Geological History

Devon’s ‘red county’ description is attributed to the local red soils which are restricted to this region of the country.  The New Red Sandstone deposits, up to 1100m thick, were laid throughout the Permian period, from 280 million years ago (shortly after the granite intrusion of Dartmoor) to the beginning of the Triassic period some 240 million years ago.  Devon was semi-arid with a very hot climate, large sand storms and rare flash-floods would blow and wash material rich in ferric oxide (which gives the red colour) off the mountains of central Devon into valleys and flood plains stretching from Tiverton to Torbay.  In geological terms the red cliffs of Dawlish and E Devon are best described as “Aeolian and fluvial sands with some interbedded bressia beds…mainly of quartzite and aureole fragments.” They are apparently the best-exposed non-marine Permian rocks in W Europe.

Since 240 million years ago the World changed dramatically, continents broke up, the North Atlantic began to form and what is now Britain began to move north.  Sea-levels rose inundating what is now Dawlish Warren for most of the time, leaving Cornwall and W Devon as an island.

For the last few hundred thousand years the climate here changed from mostly tropical to alternating glacial and interglacial periods.

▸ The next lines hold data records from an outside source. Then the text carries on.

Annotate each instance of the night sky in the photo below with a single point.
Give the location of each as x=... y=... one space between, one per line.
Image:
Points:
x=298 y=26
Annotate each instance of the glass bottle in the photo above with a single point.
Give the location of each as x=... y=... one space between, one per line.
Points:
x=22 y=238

Sea levels have risen and fallen, flooding and exposing this area.  A reflection of this sea-level range is gained from a quote by Durrance & Laming, “The Exe has two sets of buried channels: an older rock-cut, gravel-filled feature descending to below –50mOD and a younger set cut in both bedrock and gravels…to a level of –30mOD…[which] continues southward off Torbay to a level of at least –46mOD after receiving the buried channel of the Teign as a tributary.”

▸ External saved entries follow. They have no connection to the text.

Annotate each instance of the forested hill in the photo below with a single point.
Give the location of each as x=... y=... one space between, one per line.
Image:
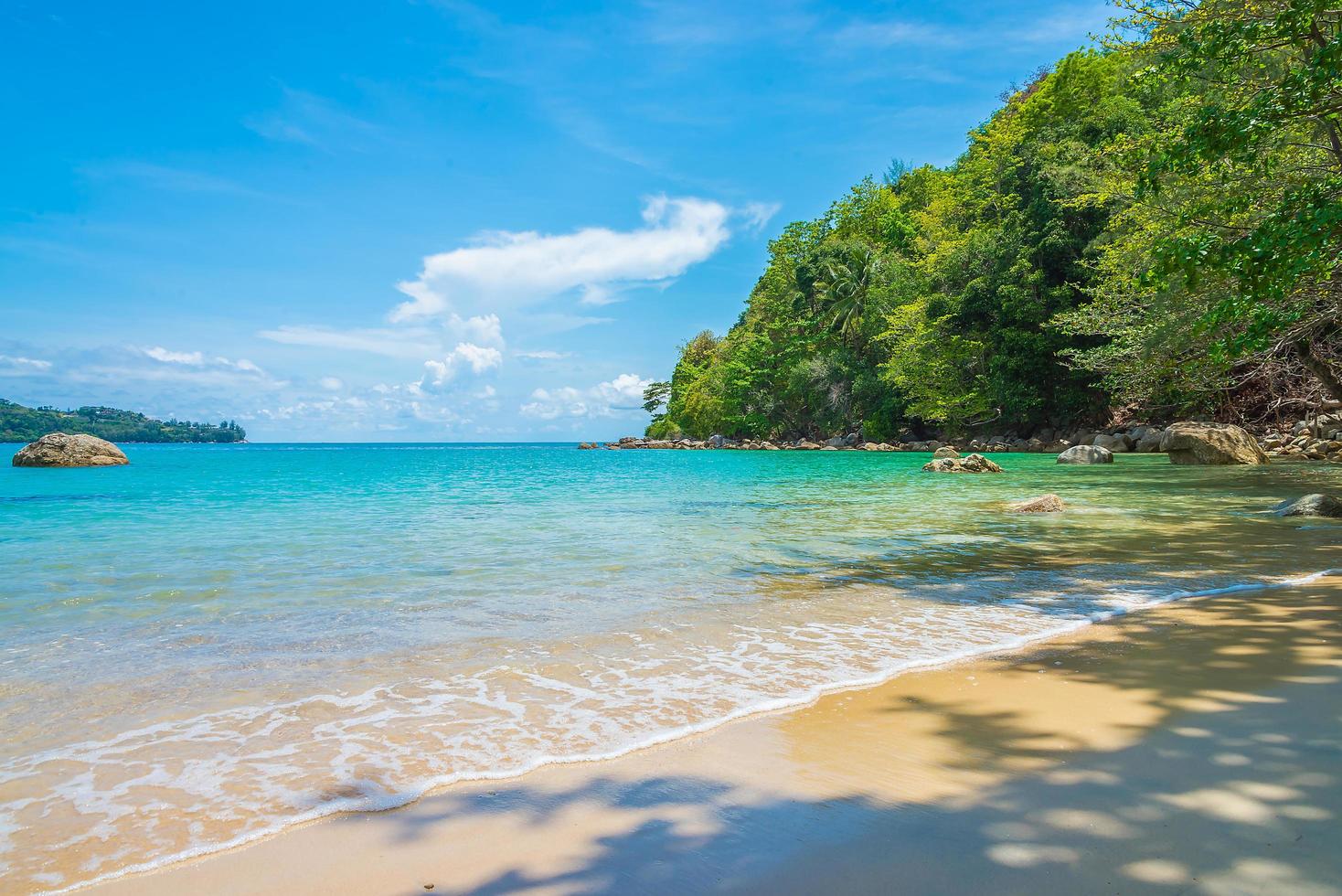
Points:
x=1145 y=229
x=27 y=424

Dawlish Warren was created during the present interglacial period, only about 7000 years ago by post-glacial sea-rises, which attained roughly present levels 5000 years ago.  The Exe from Topsham, which once ran to a coast nearly 20 miles away, now enters the open sea under 5 miles away where at Dawlish Warren the currents of longshore drift and estuarine tidal processes form sandspits, bars and flats.  The Outer Warren and intertidal sandbars are in a state of ‘dynamic equilibrium’ whereby material is constantly shifting within the local realms of Dawlish Bay, but the trend in recent centuries has seen a gradual erosion of the spit, and Warren Point has periodically disappeared or even become a detached island.  Over the last 250 years the spit has reduced from 250m to only 50m wide.

The more recent history has been heavily influenced by man, concern over flood defence in the mid 1940s saw the central tidal creek (Greenland Lake), which separated the mobile Outer Warren from the stable Inner Warren, filled in by the Water Board.  A gabion-backbone, which stretched throughout the length of the spit under the dune-ridge, was installed to prevent further sea breaches in the early 1970s, when 17 beach groynes were placed every 100m to impede long-shore drift.  Severe storms encouraged the construction in 1992 of improved seawall defences, including the ‘hard-engineered rock-armour’ which protects the base of the spit and the railway main line. 

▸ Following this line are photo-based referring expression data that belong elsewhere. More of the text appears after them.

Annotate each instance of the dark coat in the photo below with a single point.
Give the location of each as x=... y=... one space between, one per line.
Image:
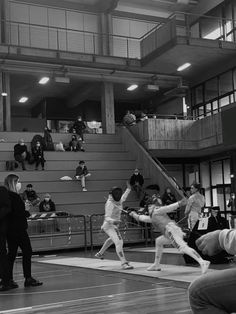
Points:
x=168 y=199
x=136 y=179
x=47 y=206
x=79 y=126
x=17 y=219
x=81 y=171
x=5 y=208
x=20 y=149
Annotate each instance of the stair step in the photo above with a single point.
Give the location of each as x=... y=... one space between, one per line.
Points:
x=8 y=155
x=34 y=176
x=57 y=137
x=93 y=147
x=71 y=164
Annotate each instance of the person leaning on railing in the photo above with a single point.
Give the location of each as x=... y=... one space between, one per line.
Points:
x=215 y=292
x=17 y=235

The 1970s work was considered to be preventing natural processes in breach of the 1984 SSSI and later international designations therefore plans were drawn up to change the defensive approach. The Dawlish Warren Beach Management Scheme is designed to flood Greenland Lake and other low-lying terrestrial habitats in the event of any breach. The new wall near the visitor Centre is designed to prevent any further tidal encroachment from such a breach. The majority of the work  was implemented in 2017, replacing all the groynes, removing most of the gabion baskets along the length of the Warren and reshaping the Dune Ridge after groyne 10 with an internal sand filled geotube. Further work was undertaken to recharge the beach with materials from offshore increasing its height by up to 2m.

Unfortunately much of the sand had already washed away from the beach by the time it was officially opened in December 2017, and it is now lower in places than before the work. The Dune Ridge has also fared badly, the removal of the gabions accelerated the erosion with most of the new Ridge being washed away and the geotube exposed by October 2019. This increased erosion has also removed large areas of Warren Point that had been exhibiting ideal natural processes.

Despite efforts to preserve the spit, climate change and rising sea levels may cause the eventual demise of the terrestrial habitats here sometime later this century.

References:

Durrance, E & Laming, D.J.C.  1982.  The Geology of Devon.  University of Exeter.